Com o prazo para a entrega da declaração do Imposto de Renda 2026 em andamento (até 29 de maio), milhões de brasileiros se apressam para acertar as contas com o Leão. No entanto, a pressa ou o desconhecimento podem levar a erros que custam caro, jogando o contribuinte diretamente na malha fina da Receita Federal e abrindo caminho para multas e investigações.
Para evitar problemas , conhecer as falhas mais comuns é o primeiro passo. Pequenos detalhes, como a omissão de um rendimento extra ou a inclusão de uma despesa sem comprovação, são frequentemente detectados pelo cruzamento de dados do Fisco. A tecnologia utilizada pelo órgão é cada vez mais eficiente para identificar inconsistências.
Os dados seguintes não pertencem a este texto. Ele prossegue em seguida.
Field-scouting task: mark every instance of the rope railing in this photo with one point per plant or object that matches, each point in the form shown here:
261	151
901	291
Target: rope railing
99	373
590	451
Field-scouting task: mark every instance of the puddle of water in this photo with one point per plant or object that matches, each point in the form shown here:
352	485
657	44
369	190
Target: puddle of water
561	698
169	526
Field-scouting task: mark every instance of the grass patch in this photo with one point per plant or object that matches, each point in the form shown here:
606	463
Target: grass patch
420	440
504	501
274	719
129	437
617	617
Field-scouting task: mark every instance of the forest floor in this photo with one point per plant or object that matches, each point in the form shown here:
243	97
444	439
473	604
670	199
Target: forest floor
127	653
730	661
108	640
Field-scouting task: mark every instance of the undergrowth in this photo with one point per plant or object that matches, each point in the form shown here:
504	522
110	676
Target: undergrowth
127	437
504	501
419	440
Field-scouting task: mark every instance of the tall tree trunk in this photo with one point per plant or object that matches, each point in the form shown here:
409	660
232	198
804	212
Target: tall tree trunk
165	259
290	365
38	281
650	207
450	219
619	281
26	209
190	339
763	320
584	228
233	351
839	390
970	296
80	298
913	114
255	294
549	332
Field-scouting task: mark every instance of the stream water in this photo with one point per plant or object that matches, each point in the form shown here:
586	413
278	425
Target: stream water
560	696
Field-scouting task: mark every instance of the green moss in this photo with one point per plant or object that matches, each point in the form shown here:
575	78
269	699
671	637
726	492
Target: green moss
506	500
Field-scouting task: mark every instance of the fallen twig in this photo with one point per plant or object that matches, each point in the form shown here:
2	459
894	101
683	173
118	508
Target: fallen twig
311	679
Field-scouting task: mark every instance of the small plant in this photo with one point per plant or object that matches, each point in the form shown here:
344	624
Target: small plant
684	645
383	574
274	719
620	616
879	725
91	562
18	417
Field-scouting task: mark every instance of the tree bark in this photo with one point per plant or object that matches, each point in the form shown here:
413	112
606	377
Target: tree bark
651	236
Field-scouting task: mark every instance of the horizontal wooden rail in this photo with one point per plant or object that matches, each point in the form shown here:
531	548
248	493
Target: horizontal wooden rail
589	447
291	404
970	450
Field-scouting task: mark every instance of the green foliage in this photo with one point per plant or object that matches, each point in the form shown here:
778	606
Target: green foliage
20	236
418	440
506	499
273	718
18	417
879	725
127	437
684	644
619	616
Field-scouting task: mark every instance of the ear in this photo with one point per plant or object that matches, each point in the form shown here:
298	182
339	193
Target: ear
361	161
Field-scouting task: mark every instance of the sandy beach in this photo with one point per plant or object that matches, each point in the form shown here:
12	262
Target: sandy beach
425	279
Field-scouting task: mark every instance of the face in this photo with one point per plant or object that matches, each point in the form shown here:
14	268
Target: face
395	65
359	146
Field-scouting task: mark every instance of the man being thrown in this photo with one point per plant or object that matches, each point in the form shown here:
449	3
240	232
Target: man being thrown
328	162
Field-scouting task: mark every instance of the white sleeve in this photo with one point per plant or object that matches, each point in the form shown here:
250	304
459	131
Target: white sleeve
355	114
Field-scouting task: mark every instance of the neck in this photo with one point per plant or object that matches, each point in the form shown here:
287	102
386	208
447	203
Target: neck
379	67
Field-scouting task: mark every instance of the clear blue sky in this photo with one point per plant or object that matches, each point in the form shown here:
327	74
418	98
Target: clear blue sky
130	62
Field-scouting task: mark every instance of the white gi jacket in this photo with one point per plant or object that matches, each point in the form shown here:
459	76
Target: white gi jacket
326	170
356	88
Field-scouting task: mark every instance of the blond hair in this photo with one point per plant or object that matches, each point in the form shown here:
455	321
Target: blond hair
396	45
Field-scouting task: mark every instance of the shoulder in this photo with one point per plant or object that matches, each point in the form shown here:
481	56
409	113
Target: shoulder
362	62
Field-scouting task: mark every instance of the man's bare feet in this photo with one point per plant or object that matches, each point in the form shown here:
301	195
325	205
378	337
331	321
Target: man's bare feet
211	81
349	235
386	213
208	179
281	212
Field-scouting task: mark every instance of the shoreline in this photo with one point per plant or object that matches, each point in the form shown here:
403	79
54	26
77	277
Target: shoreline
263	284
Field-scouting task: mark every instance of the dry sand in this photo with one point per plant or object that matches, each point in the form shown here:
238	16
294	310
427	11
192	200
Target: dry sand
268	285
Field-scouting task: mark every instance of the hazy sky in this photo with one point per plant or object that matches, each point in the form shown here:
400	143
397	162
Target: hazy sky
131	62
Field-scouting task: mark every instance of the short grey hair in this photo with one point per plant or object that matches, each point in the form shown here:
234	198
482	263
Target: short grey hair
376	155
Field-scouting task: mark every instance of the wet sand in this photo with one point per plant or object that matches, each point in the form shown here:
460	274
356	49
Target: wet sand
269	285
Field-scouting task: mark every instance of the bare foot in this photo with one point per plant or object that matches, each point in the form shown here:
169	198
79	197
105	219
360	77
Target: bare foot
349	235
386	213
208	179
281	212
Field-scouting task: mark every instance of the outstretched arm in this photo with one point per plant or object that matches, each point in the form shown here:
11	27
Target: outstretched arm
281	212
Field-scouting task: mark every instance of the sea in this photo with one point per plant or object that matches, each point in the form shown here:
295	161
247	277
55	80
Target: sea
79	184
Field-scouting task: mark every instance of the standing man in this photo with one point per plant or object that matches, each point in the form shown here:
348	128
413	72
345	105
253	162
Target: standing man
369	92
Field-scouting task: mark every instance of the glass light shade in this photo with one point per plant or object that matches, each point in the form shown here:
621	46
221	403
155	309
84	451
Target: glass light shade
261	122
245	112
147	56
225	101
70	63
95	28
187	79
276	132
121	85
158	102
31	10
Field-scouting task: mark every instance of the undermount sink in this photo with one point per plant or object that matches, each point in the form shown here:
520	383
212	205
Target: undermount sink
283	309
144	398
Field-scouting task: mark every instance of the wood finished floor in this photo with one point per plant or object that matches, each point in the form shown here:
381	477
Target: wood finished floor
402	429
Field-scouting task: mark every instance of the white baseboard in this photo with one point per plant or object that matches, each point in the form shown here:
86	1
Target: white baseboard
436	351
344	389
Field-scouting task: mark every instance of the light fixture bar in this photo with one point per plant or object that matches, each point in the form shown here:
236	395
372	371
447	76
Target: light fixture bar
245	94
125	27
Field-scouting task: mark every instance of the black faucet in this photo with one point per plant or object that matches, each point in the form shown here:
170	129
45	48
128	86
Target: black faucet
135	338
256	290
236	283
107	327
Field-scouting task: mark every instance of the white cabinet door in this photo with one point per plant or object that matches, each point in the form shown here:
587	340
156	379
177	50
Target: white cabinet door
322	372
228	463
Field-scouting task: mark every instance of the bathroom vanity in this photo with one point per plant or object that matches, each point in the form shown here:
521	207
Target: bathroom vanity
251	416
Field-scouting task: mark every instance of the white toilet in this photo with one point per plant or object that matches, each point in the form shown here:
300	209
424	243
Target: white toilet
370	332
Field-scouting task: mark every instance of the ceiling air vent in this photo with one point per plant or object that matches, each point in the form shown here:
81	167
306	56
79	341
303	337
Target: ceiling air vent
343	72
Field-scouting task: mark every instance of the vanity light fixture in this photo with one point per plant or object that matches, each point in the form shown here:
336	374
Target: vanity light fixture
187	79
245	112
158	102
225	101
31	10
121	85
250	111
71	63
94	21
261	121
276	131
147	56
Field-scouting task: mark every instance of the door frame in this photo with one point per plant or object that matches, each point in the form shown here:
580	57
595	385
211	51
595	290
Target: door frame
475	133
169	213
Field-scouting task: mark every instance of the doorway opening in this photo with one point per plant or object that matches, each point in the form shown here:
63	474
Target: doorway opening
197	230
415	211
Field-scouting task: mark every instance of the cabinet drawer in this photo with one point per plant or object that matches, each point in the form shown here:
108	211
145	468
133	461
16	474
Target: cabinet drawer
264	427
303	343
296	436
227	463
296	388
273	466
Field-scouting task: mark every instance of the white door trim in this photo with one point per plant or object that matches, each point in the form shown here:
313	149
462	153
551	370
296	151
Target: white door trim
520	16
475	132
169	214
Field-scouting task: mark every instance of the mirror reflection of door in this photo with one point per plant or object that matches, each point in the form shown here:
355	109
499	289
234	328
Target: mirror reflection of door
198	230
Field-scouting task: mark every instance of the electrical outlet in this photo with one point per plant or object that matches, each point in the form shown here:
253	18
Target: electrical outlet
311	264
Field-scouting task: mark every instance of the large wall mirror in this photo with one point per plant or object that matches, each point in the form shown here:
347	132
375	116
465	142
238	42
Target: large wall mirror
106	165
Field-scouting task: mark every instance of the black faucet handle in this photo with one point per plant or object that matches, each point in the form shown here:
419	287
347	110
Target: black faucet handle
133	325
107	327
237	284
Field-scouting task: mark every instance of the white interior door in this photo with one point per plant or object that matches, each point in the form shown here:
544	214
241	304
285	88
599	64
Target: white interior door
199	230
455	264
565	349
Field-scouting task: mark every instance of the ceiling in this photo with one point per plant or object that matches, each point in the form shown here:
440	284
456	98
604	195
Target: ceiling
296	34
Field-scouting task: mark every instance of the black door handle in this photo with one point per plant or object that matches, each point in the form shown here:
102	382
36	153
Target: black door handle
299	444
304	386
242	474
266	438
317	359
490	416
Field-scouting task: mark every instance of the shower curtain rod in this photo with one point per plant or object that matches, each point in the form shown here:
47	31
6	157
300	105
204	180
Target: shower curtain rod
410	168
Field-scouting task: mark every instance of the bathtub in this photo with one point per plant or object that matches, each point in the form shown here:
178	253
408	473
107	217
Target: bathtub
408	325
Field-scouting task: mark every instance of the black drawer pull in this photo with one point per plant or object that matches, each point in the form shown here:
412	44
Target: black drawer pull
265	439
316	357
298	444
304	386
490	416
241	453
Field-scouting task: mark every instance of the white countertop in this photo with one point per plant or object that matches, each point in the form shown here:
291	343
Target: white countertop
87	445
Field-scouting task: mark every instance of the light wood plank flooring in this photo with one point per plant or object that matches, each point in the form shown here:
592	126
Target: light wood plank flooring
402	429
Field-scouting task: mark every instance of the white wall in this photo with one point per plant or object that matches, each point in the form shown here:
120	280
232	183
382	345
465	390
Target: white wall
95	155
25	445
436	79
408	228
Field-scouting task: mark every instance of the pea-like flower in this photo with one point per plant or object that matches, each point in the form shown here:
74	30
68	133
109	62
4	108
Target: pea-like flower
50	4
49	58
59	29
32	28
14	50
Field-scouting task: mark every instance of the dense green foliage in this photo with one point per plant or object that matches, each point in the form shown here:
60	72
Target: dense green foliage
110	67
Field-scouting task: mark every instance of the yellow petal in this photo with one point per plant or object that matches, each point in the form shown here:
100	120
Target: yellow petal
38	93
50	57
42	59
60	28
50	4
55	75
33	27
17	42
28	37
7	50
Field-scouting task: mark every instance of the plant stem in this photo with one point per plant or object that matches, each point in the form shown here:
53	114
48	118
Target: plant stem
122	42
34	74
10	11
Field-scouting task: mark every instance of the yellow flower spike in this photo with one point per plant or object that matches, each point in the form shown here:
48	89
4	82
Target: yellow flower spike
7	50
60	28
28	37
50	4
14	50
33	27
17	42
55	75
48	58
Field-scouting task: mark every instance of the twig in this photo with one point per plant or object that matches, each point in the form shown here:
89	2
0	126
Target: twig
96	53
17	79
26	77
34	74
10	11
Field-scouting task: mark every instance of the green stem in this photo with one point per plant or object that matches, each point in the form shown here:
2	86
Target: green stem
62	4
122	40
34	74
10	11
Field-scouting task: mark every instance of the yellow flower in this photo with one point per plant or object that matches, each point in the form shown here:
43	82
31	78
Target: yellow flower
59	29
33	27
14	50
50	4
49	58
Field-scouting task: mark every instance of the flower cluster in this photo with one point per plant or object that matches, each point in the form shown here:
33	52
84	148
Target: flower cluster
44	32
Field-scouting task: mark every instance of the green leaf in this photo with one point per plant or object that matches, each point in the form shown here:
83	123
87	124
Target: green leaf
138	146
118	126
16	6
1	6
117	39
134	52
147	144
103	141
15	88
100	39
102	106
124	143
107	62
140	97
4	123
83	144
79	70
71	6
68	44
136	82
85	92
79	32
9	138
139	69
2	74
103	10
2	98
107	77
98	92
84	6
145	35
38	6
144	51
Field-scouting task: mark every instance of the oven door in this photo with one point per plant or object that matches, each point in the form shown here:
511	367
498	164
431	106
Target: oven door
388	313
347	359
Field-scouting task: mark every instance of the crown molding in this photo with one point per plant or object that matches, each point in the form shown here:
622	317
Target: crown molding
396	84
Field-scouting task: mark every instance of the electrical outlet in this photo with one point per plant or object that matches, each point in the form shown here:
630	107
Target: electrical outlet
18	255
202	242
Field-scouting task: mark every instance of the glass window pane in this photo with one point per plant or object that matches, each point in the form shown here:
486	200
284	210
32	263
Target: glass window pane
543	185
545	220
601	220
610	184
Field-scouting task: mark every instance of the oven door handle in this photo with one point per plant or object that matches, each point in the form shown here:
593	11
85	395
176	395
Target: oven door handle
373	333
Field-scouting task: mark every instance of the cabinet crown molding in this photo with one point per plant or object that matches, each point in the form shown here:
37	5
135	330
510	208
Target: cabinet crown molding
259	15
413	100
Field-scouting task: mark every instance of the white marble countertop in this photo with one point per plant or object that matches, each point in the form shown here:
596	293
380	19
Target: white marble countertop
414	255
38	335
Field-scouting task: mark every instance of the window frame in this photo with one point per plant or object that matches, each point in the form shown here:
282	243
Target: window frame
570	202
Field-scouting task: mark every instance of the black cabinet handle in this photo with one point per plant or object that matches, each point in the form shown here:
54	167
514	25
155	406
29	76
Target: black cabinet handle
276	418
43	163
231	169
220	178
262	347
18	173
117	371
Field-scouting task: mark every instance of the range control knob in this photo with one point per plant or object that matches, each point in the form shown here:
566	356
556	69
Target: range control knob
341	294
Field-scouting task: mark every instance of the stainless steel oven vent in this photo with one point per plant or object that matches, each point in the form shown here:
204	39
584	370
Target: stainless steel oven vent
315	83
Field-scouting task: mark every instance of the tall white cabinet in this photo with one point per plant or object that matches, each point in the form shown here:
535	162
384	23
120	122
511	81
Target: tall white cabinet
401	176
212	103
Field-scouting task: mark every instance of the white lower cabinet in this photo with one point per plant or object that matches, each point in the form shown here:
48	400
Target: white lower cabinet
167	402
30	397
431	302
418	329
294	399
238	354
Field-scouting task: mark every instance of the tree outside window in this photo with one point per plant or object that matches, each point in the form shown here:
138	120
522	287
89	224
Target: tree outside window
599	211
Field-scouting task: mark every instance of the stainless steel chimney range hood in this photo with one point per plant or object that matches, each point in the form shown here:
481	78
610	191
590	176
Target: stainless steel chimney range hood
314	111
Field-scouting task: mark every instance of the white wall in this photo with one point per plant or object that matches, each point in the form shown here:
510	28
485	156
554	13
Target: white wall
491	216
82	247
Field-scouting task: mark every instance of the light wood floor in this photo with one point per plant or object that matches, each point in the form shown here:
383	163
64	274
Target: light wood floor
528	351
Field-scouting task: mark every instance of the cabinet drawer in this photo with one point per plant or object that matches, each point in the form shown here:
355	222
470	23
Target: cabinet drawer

Principais erros que levam à malha fina
1. Omitir fontes de renda
Esquecer de declarar todos os rendimentos recebidos durante o ano-base é um dos erros mais frequentes. Isso inclui não apenas o salário, mas também aluguéis, pensões, trabalhos como autônomo ou até mesmo valores recebidos de investimentos. A Receita Federal cruza informações com bancos e empresas, identificando facilmente qualquer omissão.
2. Informar despesas médicas incorretas
Declarar gastos com saúde é um direito, mas informar valores maiores que os pagos ou incluir despesas não dedutíveis é uma falha grave. Despesas com farmácia não podem ser abatidas, exceto quando os medicamentos fazem parte da conta de internação hospitalar e estão discriminados no recibo médico-hospitalar. É fundamental guardar todos os recibos e comprovantes por, no mínimo, cinco anos.
3. Erros na declaração de dependentes
Incluir um dependente que tenha rendimentos tributáveis próprios acima de R$ 2.824,00 anuais (equivalente ao limite de isenção mensal) é um erro comum. Outro ponto de atenção ocorre quando pais separados declaram o mesmo filho em suas respectivas declarações, o que é proibido por lei. Apenas um dos responsáveis pode registrar o dependente.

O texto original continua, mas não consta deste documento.